Vanaf 3000 voor Christus ontstonden er hoog ontwikkelde culturen. Vooral langs grote rivieren, zoals
de Nijl, de Tigris, de Eufraat en de Indus. In de vruchtbare rivierdalen ontwikkelden
landbouwsamenlevingen zich tot landbouw stedelijke (agrarisch-urbane) samenlevingen.
Er ontstonden stadsstaten, bestuurd door vorsten, vaak met zowel politieke als religieuze macht.
Kenmerkend voor deze culturen waren de sociale hiërarchie, de polytheïstische godsdiensten
(godsdiensten met meerdere goden) en het gebruik van het schrift.
Na de verovering van het Perzische rijk onder leiding van Alexander de Grote, ontstond een Grieks –
Perzische cultuur (hellenisme).

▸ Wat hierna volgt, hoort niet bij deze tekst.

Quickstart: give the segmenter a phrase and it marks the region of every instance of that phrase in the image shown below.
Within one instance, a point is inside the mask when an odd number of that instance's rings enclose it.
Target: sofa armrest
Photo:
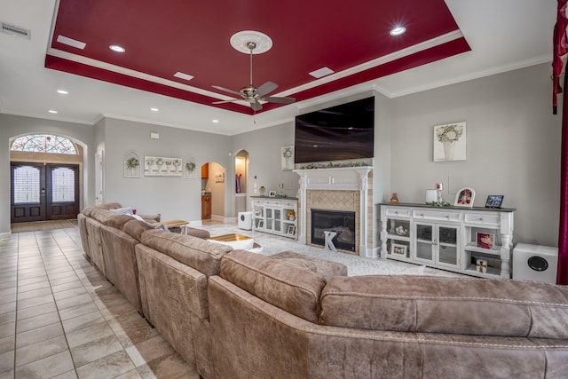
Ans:
[[[138,216],[144,218],[144,221],[150,222],[150,223],[153,221],[159,223],[160,219],[162,218],[162,214],[160,213],[156,215],[138,215]]]

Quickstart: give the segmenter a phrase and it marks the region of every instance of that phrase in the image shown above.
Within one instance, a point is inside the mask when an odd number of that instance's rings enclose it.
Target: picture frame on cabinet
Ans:
[[[460,188],[458,193],[455,194],[455,201],[454,201],[454,205],[455,207],[473,207],[473,201],[476,197],[476,192],[471,187],[463,187]]]
[[[477,248],[491,250],[493,249],[495,242],[495,234],[493,233],[477,233],[476,234]]]
[[[398,257],[406,257],[408,247],[400,243],[390,243],[390,254]]]
[[[485,201],[485,208],[501,208],[503,203],[502,194],[490,194]]]

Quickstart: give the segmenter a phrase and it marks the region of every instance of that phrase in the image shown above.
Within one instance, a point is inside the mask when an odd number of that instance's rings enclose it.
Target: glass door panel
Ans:
[[[416,259],[434,261],[434,226],[427,224],[416,224]]]
[[[438,226],[438,262],[458,265],[458,228],[455,226]]]

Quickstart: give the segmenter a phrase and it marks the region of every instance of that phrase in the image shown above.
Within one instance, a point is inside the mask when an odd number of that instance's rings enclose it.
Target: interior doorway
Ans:
[[[248,179],[248,152],[239,151],[234,157],[235,172],[235,215],[244,212],[248,208],[247,188]]]
[[[12,162],[10,179],[12,223],[77,217],[79,165]]]

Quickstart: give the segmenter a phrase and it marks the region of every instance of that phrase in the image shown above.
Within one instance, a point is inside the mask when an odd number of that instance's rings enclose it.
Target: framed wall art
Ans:
[[[465,161],[466,123],[434,126],[434,162]]]
[[[455,201],[454,201],[454,205],[456,207],[473,207],[473,201],[476,197],[476,192],[473,188],[470,187],[463,187],[460,188],[458,193],[455,194]]]

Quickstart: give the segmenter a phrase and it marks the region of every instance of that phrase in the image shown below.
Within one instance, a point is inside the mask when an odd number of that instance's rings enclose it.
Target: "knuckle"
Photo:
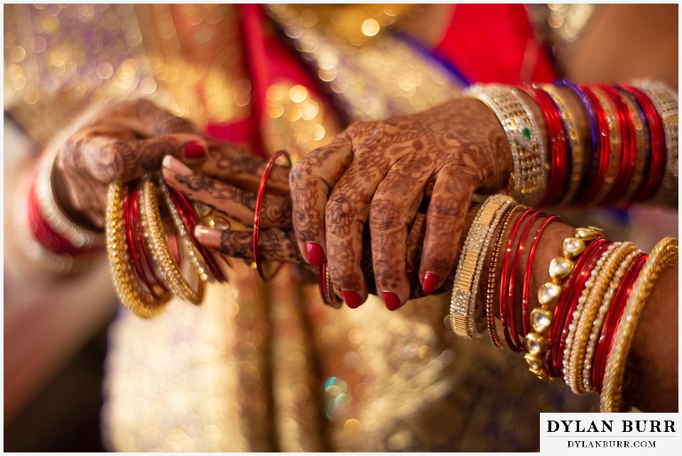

Andere culturen die in opkomst waren, waren het Hindoeïsme, het
Boeddhisme en het grote keizerrijk van China. De Chinese Muur werd gebouwd tegen invallen van de
nomadische Hunnen.
Rond het jaar 2.000 v.C ontstond op Kreta de Minoïsche cultuur. Dit was de eerste hoge ontwikkelde
beschaving van Europa. Op het vaste land van Griekenland was er de Myceense cultuur van de ‘oude’
Grieken. In deze tijd spelen de verhalen die Homerus opschreef in de Ilias en de Odysee. Vanaf deze
tijd stichtten de Grieken ook kolonies in Italië, langs de Zwarte zee en het oosten van de
Middellandse Zee, waardoor de Griekse cultuur in een groot gebied verspreid raakte.
In de 2e eeuw voor Christus werd Griekenland bij het Romeinse rijk getrokken.
Het Romeinse rijk groeide en groeide. Rome groeide in de 4de en 3de eeuw voor Christus uit tot een
groot imperium dat heel Italië beheerste. Na Italië verlegde de Romeinen hun grenzen aan alle
kanten. Rond 117 na Christus was het Romeinse rijk op z’n grootst. Er kwamen steden met een
landbouw stedelijke samenlevingen en een geldeconomie.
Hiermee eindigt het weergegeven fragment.